Affordable housing is closer than you think! A bipartisan Senate bill aims to dramatically reduce the cost of manufactured homes by eliminating outdated chassis requirements. This reform could slash $10,000 off the price of a new home, increasing affordability and availability, especially for first-time homebuyers, seniors, and families in rural areas. Learn how this significant housing policy reform could finally make the dream of homeownership a reality

Historic Bipartisan Senate Vote Advances Affordable Housing: The Senate Banking Committee unanimously passed a landmark housing reform bill, marking the most significant federal housing policy update in a decade. This crucial legislation eliminates outdated manufactured home chassis requirements, slashing costs by up to $10,000 per home and boosting affordability amidst a nationwide housing shortage. The reform unlocks opportunities for more affordable housing options, particularly for first-time homebuyers, seniors, and families in rural areas

Housing policy wonks are particularly excited about one long-sought provision that would end a burdensome and outdated requirement that manufactured homes have a permanent steel trailer frame, called a chassis. That requirement adds cost, limits functionality, and isn’t necessary for the transportation of these mostly non-mobile homes that have evolved from trailers.

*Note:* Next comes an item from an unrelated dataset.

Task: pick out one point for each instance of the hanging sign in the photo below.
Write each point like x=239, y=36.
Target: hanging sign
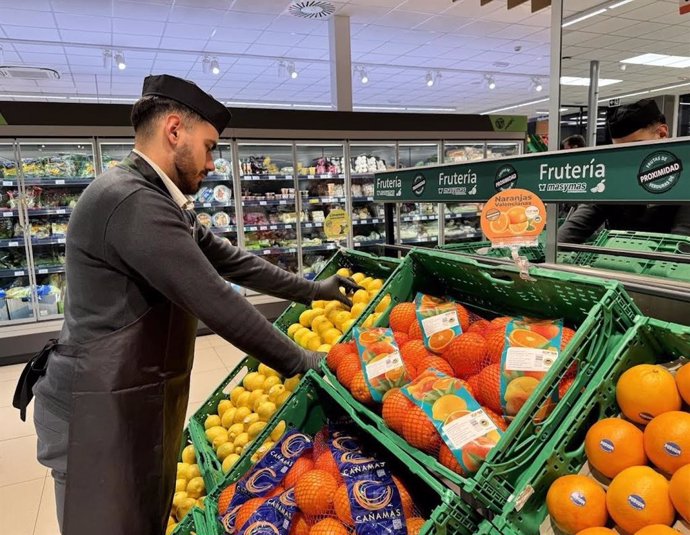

As much of the country suffers from a steep housing shortage and affordability crisis, manufactured homes offer some of the most affordable options on the market, particularly in rural and exurban contexts. They’re often starter homes for young families and accessible housing for older people, and they’re increasingly a lucrative, appreciating investment.

Slash Manufactured Home Costs: Senate Votes to Eliminate Outdated Chassis Rule. This bipartisan bill eliminates a 50-year-old requirement for steel chassis in manufactured homes, saving buyers up to $10,000, enabling multi-story construction, and expanding building locations. Industry experts hail this as a major step towards affordable housing solutions

Slashing Manufactured Home Costs: Senate Votes to Eliminate Outdated Chassis Requirements. A bipartisan Senate bill promises to dramatically reduce the price of manufactured homes by eliminating unnecessary steel chassis requirements. This reform could instantly cut $10,000 – a 10% reduction – from the cost of a typical home, making homeownership more attainable for countless families. This significant cost savings represents an unprecedented opportunity to address the nation's housing affordability crisis

Bipartisan Senate bill poised to slash manufactured home costs: The Senate is set to pass a landmark housing reform package eliminating outdated chassis requirements, potentially saving homebuyers up to $10,000. This crucial step towards affordable housing awaits House approval to become law, significantly impacting the affordability crisis and boosting the manufactured housing market

Ending the chassis requirement would mean “there’s a little bit more room for innovation in what could be built, and less wasted steel, and lower cost, ultimately, to build the things,” said Sean Roberts, CEO of Villa Homes, which builds manufactured housing in California and Colorado. “It’s arguably better for the environment, as well, because you’re using timber frame construction rather than steel.”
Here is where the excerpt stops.